“Why?” I was asked on Facebook where all great questions originate. Well, because the Neverending Pasta Bowl has become a tradition, one I must heed despite little interest in flour and water formed into shapes, reconstituted (in unsalted water, of course) and coated in thick tomato sauces during my day-to-day life.
Pizzas may continue being overstuffed, or rather, turned into full-course meals, and burgers may blacken and pinken, yet some things stay staunchly the same. With the fate of autumn novelty, the McRib, up in the air this year, at least you can count on Olive Garden offering all-you-can-eat pasta for a price that still starts a penny shy of $10 some time toward the end of summer, usually August–this year it fell unusually late (and lasts through November 9).
Each of my experiences have gotten progressively weirder. I’m not really sure what the promotion costs in reality, despite scrutinizing the receipt. Small print on the website threatens the usual higher prices may apply in NYC garbage, but the base price appears to be $9.99 like anywhere else. As in previous jaunts, if you live in NYC the only clue that this deal exists may be if you catch a commercial on TV. There are no menu inserts or advertisements, no lent cheat sheet as in years past, just a quick verbal description with no prices given.

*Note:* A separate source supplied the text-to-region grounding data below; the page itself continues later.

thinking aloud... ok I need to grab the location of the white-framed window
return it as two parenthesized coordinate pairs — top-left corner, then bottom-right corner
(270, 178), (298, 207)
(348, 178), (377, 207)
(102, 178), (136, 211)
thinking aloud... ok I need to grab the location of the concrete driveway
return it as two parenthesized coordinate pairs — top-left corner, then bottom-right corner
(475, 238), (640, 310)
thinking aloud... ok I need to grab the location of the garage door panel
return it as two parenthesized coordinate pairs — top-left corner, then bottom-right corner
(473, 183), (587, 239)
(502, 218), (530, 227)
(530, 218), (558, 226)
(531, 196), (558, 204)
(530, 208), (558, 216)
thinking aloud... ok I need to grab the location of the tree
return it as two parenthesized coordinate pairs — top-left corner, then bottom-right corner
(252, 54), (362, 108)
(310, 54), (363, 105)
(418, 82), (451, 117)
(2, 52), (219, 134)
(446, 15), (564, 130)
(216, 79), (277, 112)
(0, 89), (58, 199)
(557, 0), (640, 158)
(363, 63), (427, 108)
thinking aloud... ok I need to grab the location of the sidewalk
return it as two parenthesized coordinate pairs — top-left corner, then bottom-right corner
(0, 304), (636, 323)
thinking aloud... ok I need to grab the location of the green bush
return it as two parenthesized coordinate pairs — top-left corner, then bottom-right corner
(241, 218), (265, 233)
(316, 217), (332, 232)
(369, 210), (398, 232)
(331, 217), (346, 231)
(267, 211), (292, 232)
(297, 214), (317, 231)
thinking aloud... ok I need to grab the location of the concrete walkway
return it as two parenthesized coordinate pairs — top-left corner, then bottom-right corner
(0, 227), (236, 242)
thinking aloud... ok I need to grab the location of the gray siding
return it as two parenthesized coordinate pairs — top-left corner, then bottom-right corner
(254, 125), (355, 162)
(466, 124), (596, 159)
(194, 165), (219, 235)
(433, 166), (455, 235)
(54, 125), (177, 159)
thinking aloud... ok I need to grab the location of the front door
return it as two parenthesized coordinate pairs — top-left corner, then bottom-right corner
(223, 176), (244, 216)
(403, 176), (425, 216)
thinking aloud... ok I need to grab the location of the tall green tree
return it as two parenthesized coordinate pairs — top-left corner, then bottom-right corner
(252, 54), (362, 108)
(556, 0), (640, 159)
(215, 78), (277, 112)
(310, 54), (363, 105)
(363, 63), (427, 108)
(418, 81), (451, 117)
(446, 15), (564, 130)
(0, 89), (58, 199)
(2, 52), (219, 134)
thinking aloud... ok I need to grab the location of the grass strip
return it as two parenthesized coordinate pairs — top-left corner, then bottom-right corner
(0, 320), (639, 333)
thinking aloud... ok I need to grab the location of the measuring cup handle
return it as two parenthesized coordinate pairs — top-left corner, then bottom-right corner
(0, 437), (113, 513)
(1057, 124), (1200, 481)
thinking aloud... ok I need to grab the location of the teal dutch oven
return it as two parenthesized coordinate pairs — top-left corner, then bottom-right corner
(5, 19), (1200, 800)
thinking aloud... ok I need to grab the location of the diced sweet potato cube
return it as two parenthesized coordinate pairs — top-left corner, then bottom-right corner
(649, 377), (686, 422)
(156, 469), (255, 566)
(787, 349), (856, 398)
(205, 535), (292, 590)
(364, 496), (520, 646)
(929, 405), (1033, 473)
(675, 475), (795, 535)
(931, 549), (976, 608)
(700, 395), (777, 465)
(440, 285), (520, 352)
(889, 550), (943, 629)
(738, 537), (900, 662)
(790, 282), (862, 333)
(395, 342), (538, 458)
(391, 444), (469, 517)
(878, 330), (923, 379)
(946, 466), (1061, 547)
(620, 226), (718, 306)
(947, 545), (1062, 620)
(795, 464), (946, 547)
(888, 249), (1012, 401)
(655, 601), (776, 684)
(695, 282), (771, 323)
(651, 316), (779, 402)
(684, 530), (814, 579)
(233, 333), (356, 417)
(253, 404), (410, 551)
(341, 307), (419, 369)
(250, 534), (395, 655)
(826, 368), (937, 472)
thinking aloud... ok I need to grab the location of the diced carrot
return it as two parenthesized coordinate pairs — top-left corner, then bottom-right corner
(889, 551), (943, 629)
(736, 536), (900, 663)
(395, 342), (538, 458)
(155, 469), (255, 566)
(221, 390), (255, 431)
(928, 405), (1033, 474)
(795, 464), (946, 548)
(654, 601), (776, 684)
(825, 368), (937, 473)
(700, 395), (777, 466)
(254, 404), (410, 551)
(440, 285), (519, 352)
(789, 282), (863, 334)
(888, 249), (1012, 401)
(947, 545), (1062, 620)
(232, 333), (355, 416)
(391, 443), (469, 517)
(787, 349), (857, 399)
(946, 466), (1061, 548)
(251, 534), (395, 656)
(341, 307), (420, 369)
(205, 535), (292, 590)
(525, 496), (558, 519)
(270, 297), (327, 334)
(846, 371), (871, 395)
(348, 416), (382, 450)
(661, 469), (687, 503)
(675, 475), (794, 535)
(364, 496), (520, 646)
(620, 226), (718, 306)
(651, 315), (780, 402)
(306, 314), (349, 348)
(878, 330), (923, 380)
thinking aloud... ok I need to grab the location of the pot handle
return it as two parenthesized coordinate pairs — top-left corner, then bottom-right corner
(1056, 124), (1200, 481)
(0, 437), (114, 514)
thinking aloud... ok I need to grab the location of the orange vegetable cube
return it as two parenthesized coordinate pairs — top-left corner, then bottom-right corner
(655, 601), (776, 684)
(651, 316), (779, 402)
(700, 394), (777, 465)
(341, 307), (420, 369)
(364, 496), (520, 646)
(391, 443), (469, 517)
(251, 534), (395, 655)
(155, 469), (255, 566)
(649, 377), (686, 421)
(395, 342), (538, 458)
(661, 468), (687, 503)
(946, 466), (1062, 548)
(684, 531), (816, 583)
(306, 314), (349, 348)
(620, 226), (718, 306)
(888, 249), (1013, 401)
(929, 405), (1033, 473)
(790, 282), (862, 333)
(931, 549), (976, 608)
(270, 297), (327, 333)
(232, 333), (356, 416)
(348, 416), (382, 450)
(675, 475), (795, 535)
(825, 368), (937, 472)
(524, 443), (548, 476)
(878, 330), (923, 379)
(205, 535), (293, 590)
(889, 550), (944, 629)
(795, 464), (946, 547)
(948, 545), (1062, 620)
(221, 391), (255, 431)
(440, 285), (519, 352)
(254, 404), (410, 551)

I suppose one could follow Olive Garden’s millennial-baiting Twitter account for NEPB alerts. Weird Corporate Twitter has become the social media standard. The newish website is designed in that tiled Pinterest style with links to things young people care about like “culinary innovation” and “nutrition,” the redesigned logo curling like reassuring text on the packaging of an eco-friendly feminine hygiene product.
The thing is, the restaurant had no wifi, which won’t do for its intended demographic. I couldn’t even get a signal on my own, and I desperately wanted to Instagram the shit out of my progressing bowls (and ultimately typed bowel later while hastily trying to upload a picture before Gone Girl started because my biggest fear is becoming a during-movie texter, followed by an on-plane barefooter) and ping the brand for attention, but obviously no hashtags were displayed on signage because this NEPB is a stealth campaign of the highest order.
And the plan worked. Not a single diner in the eerie side room that was initially uninhabited, neither the young boy with a father who only ate a bowl of soup, the obvious tourist family of four, the solo lady who gave me faith, nor the girls’ night out crew, was partaking in the deal, and not out of any sense of dignity, I like to believe.
Olive Garden finally convinced me to spring for an extra topping because for the first time in history it wasn’t all sausage or meatballs, but also shrimp fritta a.k.a. breaded, fried shrimp ($4.99 surcharge). Every year two new sauces are introduced, and for 2014 that would be Spicy Three Meat (anyone’s guess which three) and Roasted Mushroom Alfredo, which I only know because of the very informative website. These too, come at a price in select locations. Maybe a dollar in Chelsea? Maybe someone would tell you if you asked? I’m not convinced anyone would know.
Cream sauce, penne and fried seafood? Yes, one bowl is plenty.
Bowl two is the size bowl one should probably be but would break the convivial spirit of NEPB. Scale is hard to parse–this meat sundae is roughly the serving of one generous scoop of ice cream.
Bowl three was forgone in favor of shared chocolate cake. Black Tie Mousse Cake, to be precise, which frankly doesn’t scream young and fresh at all and sounds like something from The Silver Palate Cookbook. If I were an 18-to-34-year-old I would’ve obviously ordered the “dolcini” because small desserts for sharing and health is where it’s at now.